Press "Enter" to skip to content

Why the voters should have a say in WCC construction projects

One of the central issues of this millage for me is the way Trustees fund WCC construction. According to WCC’s CFO Bill Johnson, the College needs to finance as much as $32M in construction over the next four years. Construction financing is kind of a big deal, because a college building will be around for awhile. The average campus building has a life expectancy of about 60 years. Not only will the taxpayers pay the initial cost of construction, but they will also pay for 60 years’ worth of operating costs. Over time, those add up. The taxpayers, and no one else, should decide whether to authorize WCC construction projects.

Period.

Getting voters to support a good building project isn’t hard, especially in Washtenaw County. Voters here are not exactly known for turning ballot proposals down. Tax-backed bonds provide a separate, guaranteed revenue stream to pay for construction projects. WCC gets lower interest rates, and doesn’t have to divert General Fund revenues to debt payments. There’s no pressure to raise student tuition. Everyone benefits.

Skipping the voters means one of two things. Either WCC doesn’t want to do the work to get community support, or the Administrators already know the voters’ answer. Building a building without voter support should be well above any Trustee’s pay grade. Any Trustee who approves alternate construction financing is simply not acting in the best interests of the taxpayer.

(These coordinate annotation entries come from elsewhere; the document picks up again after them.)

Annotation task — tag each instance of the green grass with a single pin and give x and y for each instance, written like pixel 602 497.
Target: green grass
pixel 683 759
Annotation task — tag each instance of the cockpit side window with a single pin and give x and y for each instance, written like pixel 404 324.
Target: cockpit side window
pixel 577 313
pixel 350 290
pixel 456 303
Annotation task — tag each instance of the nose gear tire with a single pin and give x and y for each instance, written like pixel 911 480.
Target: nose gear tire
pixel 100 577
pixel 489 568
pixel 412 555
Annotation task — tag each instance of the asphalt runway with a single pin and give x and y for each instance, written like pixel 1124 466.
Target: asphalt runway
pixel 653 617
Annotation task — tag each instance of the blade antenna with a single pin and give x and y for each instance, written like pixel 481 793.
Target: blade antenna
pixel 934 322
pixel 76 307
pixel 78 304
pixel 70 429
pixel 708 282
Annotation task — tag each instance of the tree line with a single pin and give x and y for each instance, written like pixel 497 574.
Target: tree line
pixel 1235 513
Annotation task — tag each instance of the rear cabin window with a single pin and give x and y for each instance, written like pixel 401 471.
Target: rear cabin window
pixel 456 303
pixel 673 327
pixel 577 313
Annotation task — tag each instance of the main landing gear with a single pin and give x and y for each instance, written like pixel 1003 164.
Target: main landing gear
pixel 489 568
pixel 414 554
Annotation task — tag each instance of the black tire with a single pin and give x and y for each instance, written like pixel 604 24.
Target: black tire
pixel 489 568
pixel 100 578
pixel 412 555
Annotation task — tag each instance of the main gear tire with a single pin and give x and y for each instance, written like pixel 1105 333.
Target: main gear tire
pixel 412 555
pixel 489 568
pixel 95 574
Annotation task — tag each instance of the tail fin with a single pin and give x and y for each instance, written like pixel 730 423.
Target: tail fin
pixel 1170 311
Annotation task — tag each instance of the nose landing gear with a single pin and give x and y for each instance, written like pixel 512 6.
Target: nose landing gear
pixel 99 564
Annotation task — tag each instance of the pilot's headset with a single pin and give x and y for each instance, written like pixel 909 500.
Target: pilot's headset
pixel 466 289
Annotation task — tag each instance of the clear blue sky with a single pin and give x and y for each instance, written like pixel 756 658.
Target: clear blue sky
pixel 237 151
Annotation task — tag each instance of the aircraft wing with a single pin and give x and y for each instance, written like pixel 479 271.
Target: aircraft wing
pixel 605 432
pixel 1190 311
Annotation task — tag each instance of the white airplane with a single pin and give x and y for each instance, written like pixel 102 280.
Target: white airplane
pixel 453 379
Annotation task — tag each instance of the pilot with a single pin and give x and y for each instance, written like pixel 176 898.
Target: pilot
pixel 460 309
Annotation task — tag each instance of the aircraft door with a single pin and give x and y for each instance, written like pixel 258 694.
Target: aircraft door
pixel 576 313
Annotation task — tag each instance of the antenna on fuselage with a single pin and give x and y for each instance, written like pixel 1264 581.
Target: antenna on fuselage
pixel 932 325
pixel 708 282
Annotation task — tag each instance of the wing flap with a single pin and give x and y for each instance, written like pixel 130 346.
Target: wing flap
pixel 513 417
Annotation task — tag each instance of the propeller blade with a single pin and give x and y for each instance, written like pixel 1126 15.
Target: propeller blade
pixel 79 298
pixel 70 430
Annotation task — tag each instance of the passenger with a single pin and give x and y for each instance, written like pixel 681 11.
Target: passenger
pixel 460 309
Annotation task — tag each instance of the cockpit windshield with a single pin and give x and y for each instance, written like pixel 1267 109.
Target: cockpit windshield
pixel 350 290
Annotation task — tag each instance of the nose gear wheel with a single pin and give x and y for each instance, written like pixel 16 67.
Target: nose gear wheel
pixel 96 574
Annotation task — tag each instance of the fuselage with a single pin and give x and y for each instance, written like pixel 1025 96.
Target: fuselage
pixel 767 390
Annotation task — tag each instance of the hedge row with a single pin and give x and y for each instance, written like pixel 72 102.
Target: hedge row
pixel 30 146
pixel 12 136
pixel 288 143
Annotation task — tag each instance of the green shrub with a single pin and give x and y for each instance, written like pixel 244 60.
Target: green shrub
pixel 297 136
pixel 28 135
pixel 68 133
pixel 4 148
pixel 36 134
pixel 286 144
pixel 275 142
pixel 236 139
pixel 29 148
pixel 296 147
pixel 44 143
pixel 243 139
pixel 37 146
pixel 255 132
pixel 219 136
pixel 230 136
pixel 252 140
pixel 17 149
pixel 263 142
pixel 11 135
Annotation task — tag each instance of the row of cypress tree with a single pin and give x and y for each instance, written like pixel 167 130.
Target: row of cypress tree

Revenue-backed debt for WCC construction has its limits

Selling revenue-backed bonds to finance construction works almost entirely to the taxpayers’ disadvantage. First, the interest rates are higher, so the Trustees commit the taxpayers to paying more for construction.

Second, higher interest rates mean higher risk for the investors and the taxpayers. If WCC defaulted on revenue-backed bonds, the results would be spectacularly bad (and expensive) for the taxpayers. This is where the Trustees should be looking out for us, but they aren’t.

Third, the College can only issue so much revenue-backed debt without clearly impacting its operations. To pay these debts, the College would need more revenue than the county taxes provide. Tax revenues and the state appropriation can either go up or down in any given year. The only revenue stream WCC can absolutely control is tuition and fees. Revenue-backed bond issues all but guarantee higher tuition rates and fees for the students. Raising tuition can force students to pay more, borrow more, enroll in fewer credit hours, extend their graduation dates or avoid school altogether. In any case, the students will pay more. And those who cannot afford WCC perhaps pay the highest price of all.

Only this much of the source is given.